Mark Andy ist schon frühzeitig in die Produktion von Maschinen und Systemen für die Etikettenfertigung eingestiegen und hat gerade auch im Flexodruck eine Reihe von technologischen Entwicklungen realisiert. In den zurückliegenden Jahren sei ein kontinuierliches Wachstum zu verzeichnen gewesen, wie P.J. Desai betont. Dabei habe man die Entwicklung des Digitaldrucks aufmerksam beobachtet und als Antwort darauf die neue hybride „Digital“-Druckmaschinen-Serie mit Inkjet- und Flexodruckwerken vorgestellt. 

Bei dem System handelt es sich nicht um eine einzelne Maschine, sondern eine aus verschiedenen Maschinen-Lösungen bestehende Anlage, die unterschiedlich ausgestattet sein kann und damit verschiedene Preislevels bietet.
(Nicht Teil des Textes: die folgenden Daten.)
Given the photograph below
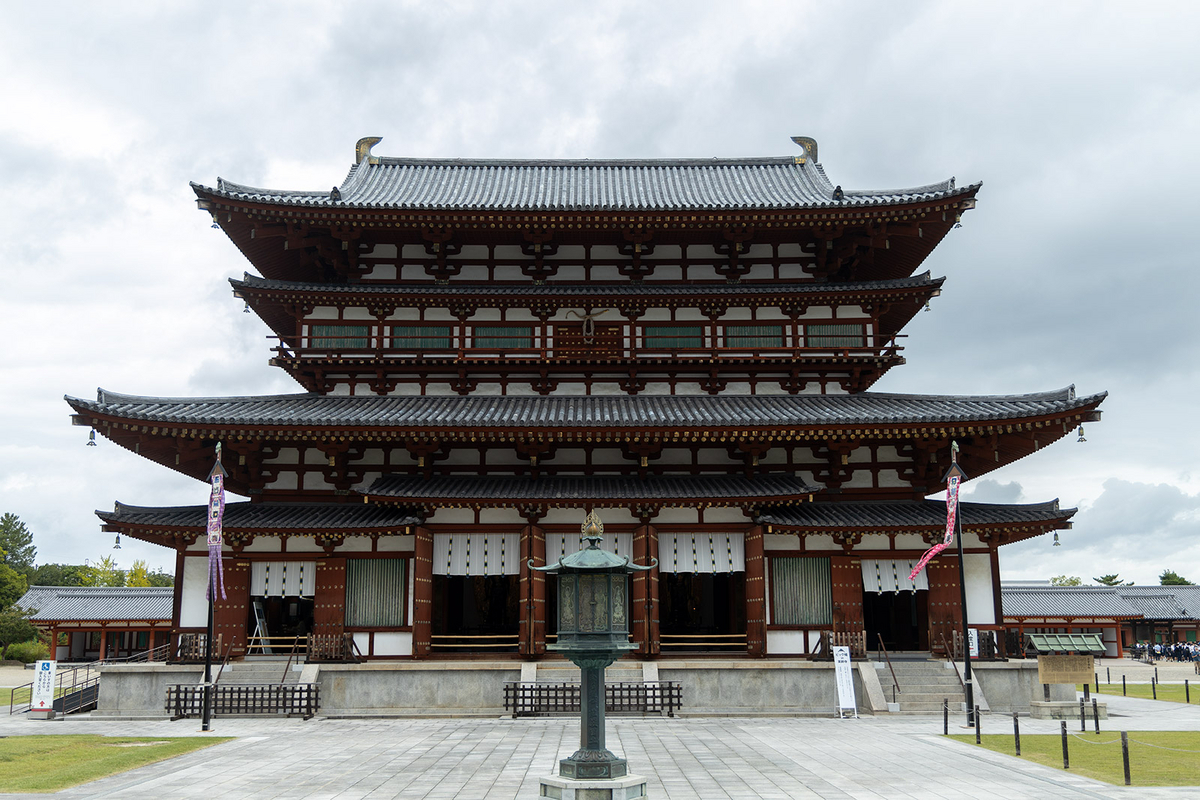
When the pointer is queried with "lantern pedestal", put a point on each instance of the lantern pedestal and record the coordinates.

In Kombination mit Inline-Flexodruck- und -Veredelungswerken ist das Ergebnis eine Hochleistungsanlage, vollfarbig plus Zusatzfarben, Lack und Deckweiß, Nur-Inkjet- oder Hybrid (Inkjet + Flexo) bei Druckgeschwindigkeiten von mehr als 76 m/min. Die Maschinen-Plattform ist verfügbar für Bahnbreiten ab 330 mm und soll diverse Substrate verarbeiten können – von klassischen Verpackungsmaterialien bis zu Folien und traditionellen Selbstklebeetiketten etc.